Outra vez isso. Aaron era um cara inteligente. Por que não conseguia enxergar? Eu precisava que ele enxergasse.
— O que fiz com o Randy e aquele outro cara realmente não teve nada a ver com você. Assim que acabou, saiu da minha cabeça. Não me importo nem um pouco com eles. Me importo com você. Amo você mais do que qualquer pessoa que já conheci. Você é meu parceiro perfeito.
— Tilly, eu carrego nosso casamento aonde quer que eu vá. Está fundido a mim, à minha identidade. Você e as crianças, mas principalmente você, estão sempre em primeiro lugar nos meus pensamentos quando preciso tomar uma decisão. Escolho tudo pensando em você. Tudo. Quando decido o que almoçar, penso no que planejamos para o jantar. Quando alguém me pergunta se quero ingressos para um jogo, confiro minha agenda para ver se temos planos, depois penso no que você gostaria de fazer comigo naquele horário, e só se não houver conflito algum é que penso se quero ir. É automático. Mas, quando você decidiu transar com outro homem, onde estava o pensamento em mim? Na melhor das hipóteses, você não pensou em mim de jeito nenhum, porque se pensou e mesmo assim foi em frente, então você seria apenas uma vadia calculista. E eu não acho que você seja isso.

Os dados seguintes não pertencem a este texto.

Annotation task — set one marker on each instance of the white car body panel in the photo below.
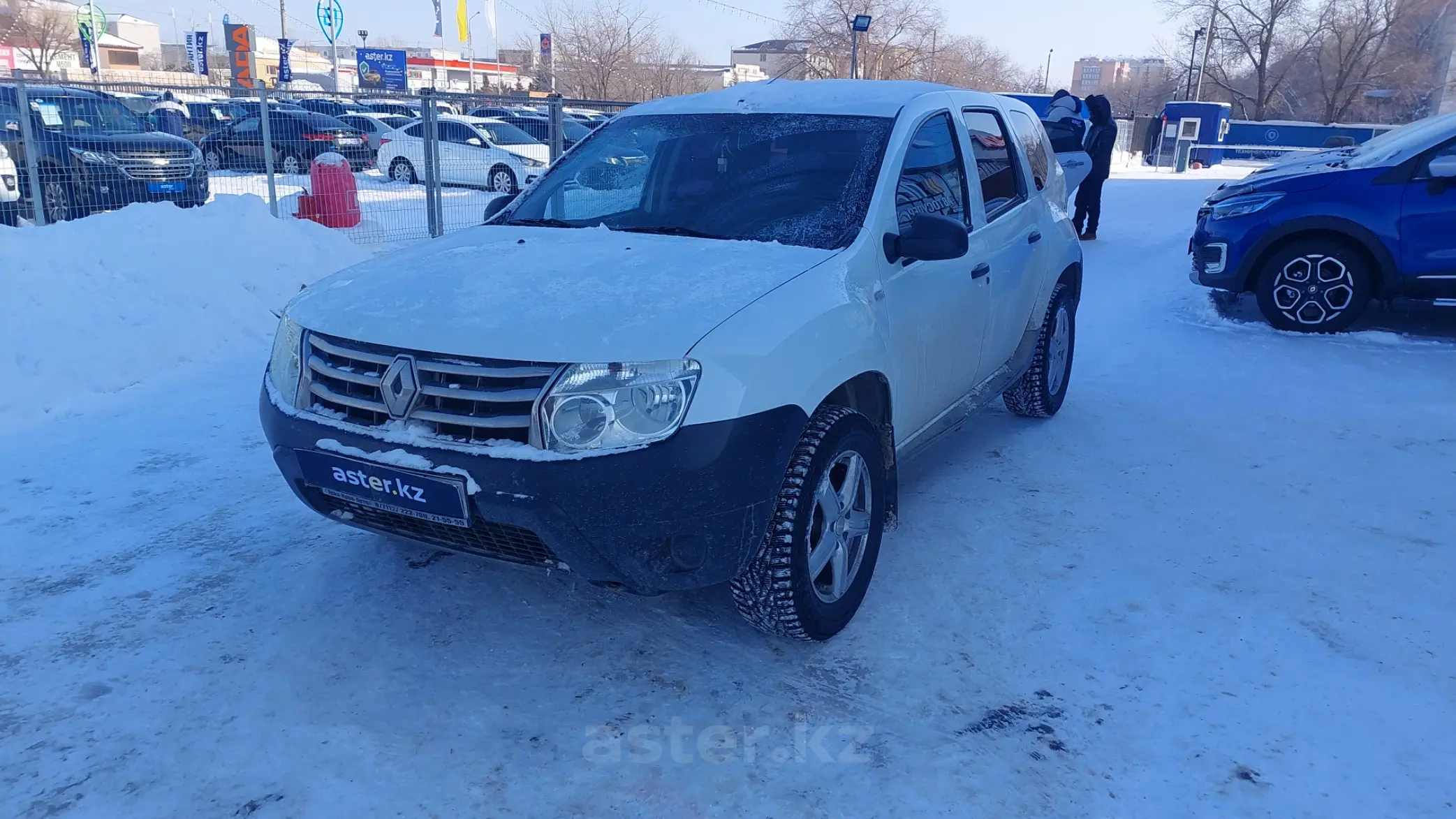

Vadia calculista? Isso me pegou de surpresa. Doeu mais do que eu podia imaginar. Lágrimas brotaram nos meus olhos. Ele estava tão errado. Eu o amava. Mais do que tudo no mundo. Como eu poderia convencê-lo?
— Aaron, você precisa saber o quanto eu te amo. Precisa. Abra seu coração, meu amor. Você vai ver a verdade ali.
— Não acho que você queira ver o que está no meu coração agora, Till.
— Confie nos seus sentimentos, Air. Olhe dentro do seu coração e verá a verdade do quanto eu te amo.
— Amor não é o único sentimento aqui, Tilly. Nem é o mais forte. Tem mágoa também. Raiva. Medo. E tristeza. Muita tristeza.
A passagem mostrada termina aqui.